Not that he cared what the woman wanted.
What had he been saying? Ah. Yes. Cynthia.
He waved a hand at the door. “Choose any man in the building. Just don’t make me go riding today.”
“I’ve half a mind to take you up on that, just to see you change your mind.” She swung her cloak around her shoulders. “You promised, Duncan.”
And there, for a moment, she was the five-year-old he’d scooped onto that horse twenty years ago, promising her that they’d go somewhere safe – somewhere their life would be better. Where they would be strong.
He’d made good on those promises.
And so he would make good on this one.
Within the hour, they were in Hyde Park, barely moving in the crush of the afternoon ride. Rotten Row – aptly named, in West’s estimation – was filled with the throngs of aristocrats and landed gentry who had returned to London for the season, dissatisfied with their pallid, whiled-away winters in the far reaches of Britain, and desperate for color – a blush of gossip.
West nodded to the Earl of Stanhope, who came alongside the carriage on a stunning black horse. “My lord.”
“West. I saw your editorial in the News in favor of the Factory Act. Well put. Children shouldn’t work more than we do.”
“Children shouldn’t work at all,” West replied. “Though I shall take the act’s passage as a sound first start – if word of our combined voices does not frighten away those who might otherwise be inclined toward our views.” The earl was known for his impassioned speeches on the floor of the House of Lords.
Stanhope laughed. “Think of the damage we could do if you’d run for a seat in the House of Commons.”
A wind whipped through the park, as though the universe knew the truth – that West could never run for a seat in the Lower House. That he would not be allowed to converse with earls if his truths were known, and that at some point, at any point, his secrets could become public. For a secret was only a secret until two people knew it.
And in his case, two people knew it. “Too much damage, my lord.”
The earl seemed to sense the shift in the conversation, and he tipped his hat in their direction before heading off down the path.
West and his sister rode in silence for long minutes, until another wind blew, and Cynthia decided to lighten the mood in the curricle. Holding on to her enormous hat, she smiled wide at a passing group of doyennes of the ton. She spoke with a bright, happy voice. “It’s a beautiful day for a ride.”
“It’s grey and threatening to rain.”
She smiled. “It’s London in March, Duncan. That’s practically blue sky.”
He narrowed his gaze on her. “How is it that we are siblings and yet you are so damn impractical?”

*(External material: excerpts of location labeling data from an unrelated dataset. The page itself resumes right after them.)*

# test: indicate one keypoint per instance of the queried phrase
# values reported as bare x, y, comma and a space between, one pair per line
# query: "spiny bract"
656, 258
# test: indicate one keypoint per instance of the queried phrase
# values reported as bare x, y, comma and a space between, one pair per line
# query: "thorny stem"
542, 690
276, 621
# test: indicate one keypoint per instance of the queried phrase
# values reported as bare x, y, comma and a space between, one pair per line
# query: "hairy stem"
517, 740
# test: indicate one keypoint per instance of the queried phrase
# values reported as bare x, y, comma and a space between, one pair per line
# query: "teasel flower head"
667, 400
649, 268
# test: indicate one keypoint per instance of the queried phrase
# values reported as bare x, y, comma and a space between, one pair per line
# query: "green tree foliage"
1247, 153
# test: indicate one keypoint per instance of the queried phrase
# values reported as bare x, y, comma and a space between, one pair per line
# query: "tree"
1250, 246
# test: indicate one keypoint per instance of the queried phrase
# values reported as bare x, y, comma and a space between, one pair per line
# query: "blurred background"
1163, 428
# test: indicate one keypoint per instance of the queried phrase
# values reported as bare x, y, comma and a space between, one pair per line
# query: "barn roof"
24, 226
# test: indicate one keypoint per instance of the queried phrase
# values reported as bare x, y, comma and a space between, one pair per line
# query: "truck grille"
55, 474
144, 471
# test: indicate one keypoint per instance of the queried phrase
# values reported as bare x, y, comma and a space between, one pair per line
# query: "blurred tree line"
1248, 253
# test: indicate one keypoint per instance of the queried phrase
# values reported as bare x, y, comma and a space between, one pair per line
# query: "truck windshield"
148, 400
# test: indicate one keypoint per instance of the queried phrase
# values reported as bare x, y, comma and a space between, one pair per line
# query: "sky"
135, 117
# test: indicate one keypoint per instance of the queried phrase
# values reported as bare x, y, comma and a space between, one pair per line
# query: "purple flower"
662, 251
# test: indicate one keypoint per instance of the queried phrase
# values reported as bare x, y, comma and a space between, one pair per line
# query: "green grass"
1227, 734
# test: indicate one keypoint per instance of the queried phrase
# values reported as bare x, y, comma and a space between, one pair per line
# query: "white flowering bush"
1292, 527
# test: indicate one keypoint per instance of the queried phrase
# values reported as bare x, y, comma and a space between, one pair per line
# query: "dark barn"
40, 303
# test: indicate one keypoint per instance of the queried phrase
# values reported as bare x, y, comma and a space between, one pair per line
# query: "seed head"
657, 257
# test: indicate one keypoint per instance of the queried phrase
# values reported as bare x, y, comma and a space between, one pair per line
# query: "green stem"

“You say impractical, I say cheerful.” He did not reply, and so she offered, “I suppose the gods were smiling down upon you when they delivered you a baby sister.”
The gods were doing no such thing at the time of her arrival. But he still remembered that day, covered in tar, blisters on his young hands, sent into the laundry where his mother lay hidden in a corner on a makeshift pallet of old blankets, holding a tiny baby.
The memory came without warning. Go on, Jamie, hold your sister.
He had, taking the little mewling bundle. She’d been wrapped in the master’s shirt, one in need of mending. He’d barely seen the baby for that shirt. He’ll be angry that you’ve ruined his shirt.
There’d been sadness in his mother’s eyes when she’d replied, You let me worry about him.
He’d unwrapped the shirt then, to get a good look at this little creature that had been identified as his sister, with a headful of brown hair and the bluest eyes he’d ever seen.
He extinguished the memory before it went too far. “You looked like a goblin.”
She turned shocked eyes on him. “I did not!”
“Maybe not. Perhaps it was more like an old man – all red and blotchy, as though you’d been in the sun or in your cups for too long.”
She laughed. “That’s a horrible thing to say.”
“You grew out of it.” He shrugged one shoulder and added, so no one nearby could hear him, “And the first time I held you, you pissed on me.”